7. Kate Winslet was initially offered the role of Eowyn
Kate Winslet had already starred in Peter Jackson’s 1994 film Heavenly Creatures, and she was his first choice to play Eowyn in The Two Towers.
Winslet turned down the opportunity however, perhaps wary of staring in another blockbuster after the arduous shoot she had endured on James Cameron’s Titanic, and the role was instead given to the Australian actresses Miranda Otto.
6. Viggo Mortensen broke two of his toes on screen
Viggo Mortensen, who the film’s fight choreographer Bob Anderson has revealed is the best swordsman he has ever trained, broke two of his toes kicking a helmet during filming of the scene in which his character Aragorn finds Orc remains and believes Merry and Pippin to be dead.
Mortensen’s genuine cry of pain was so visceral that the take during which he broke his toes is the one that was used in the finished film.
5. John Rhys-Davies played two different characters
As well as filling the dwarven boots of grumpy Gimli, Welsh actor John Rhys-Davies also voiced Treebeard, the Ent who according to Gandalf is “the oldest living thing that still walks beneath the Sun upon this Middle-earth.”
Filmmakers created Treebeard’s distinctive voice by asking Rhys-Davies to speak in the lowest tone he could muster through a megaphone made out of – yes you’ve guessed it – wood.
4. Orlando Bloom cracked three of his ribs falling off a horse
In addition to Viggo Mortensen’s broken toes a number of injuries were sustained by other members of the cast, including Theoden actor Bernard Hill getting his ear slashed and John Rhys-Davies’ double Brett Beattie dislocating his knee.
Orlando Bloom – who portrayed elven archer Legolas – also fell off a horse, cracking three of his ribs in the process.
3. The actors playing Orcs had to rinse their mouths with black liquorice
Peter Jackson decided that as well as having black blood the film’s Orcs should also have black saliva, an effect that was created by using a popular confectionery in an inventive way.
Jackson’s decision meant that all of the actors playing Orcs had to rinse their mouths with a specially created black liquorice mouthwash before shooting each and every one of their scenes.
2. Viggo Mortensen kept his horse at the end of the shoot
Not only did many of The Lord of the Rings actors form tight bonds with each other during the arduous three movie shoot, but some also developed strong relationships with characters of the four legged variety.
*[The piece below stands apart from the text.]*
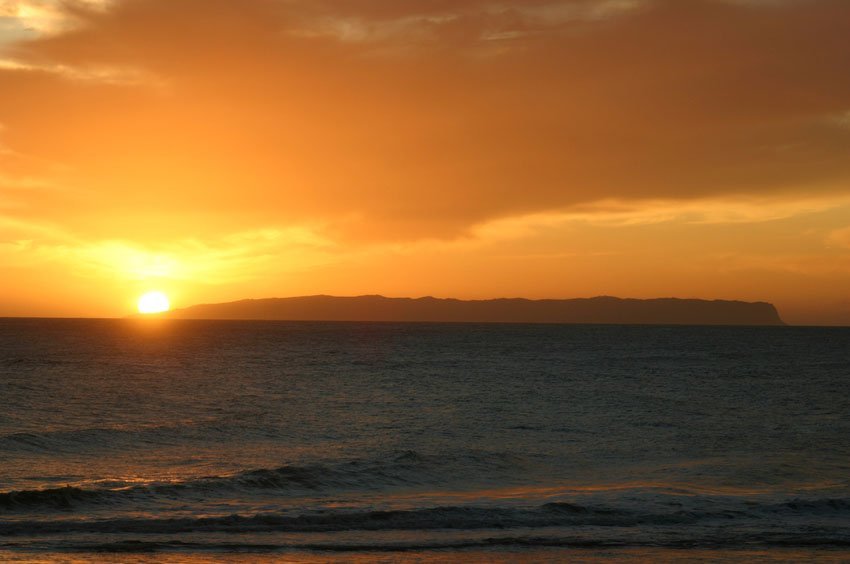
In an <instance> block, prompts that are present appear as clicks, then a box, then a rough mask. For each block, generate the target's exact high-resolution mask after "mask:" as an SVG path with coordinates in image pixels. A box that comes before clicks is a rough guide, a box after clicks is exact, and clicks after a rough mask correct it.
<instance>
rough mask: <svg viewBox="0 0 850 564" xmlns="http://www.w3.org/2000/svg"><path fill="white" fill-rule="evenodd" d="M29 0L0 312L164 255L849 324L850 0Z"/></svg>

For example, Viggo Mortensen fell in love with Aragorn’s horse to such an extent, that after the film’s shoot ended he purchased him from his owner.
1. Andy Serkis was deemed to be ineligible for the Best Supporting Actor Academy Award
Despite giving a truly stunning performance as Gollum, Andy Serkis was deemed to be “ineligible” for the Best Supporting Actor Academy Award due to the character being computer generated.
The Lord of the Rings: The Two Towers was nominated for six Academy Awards and was only the third ever sequel to be nominated for Best Picture. It eventually walked home with the statuettes for Best Sound Editing and Best Visual Effects.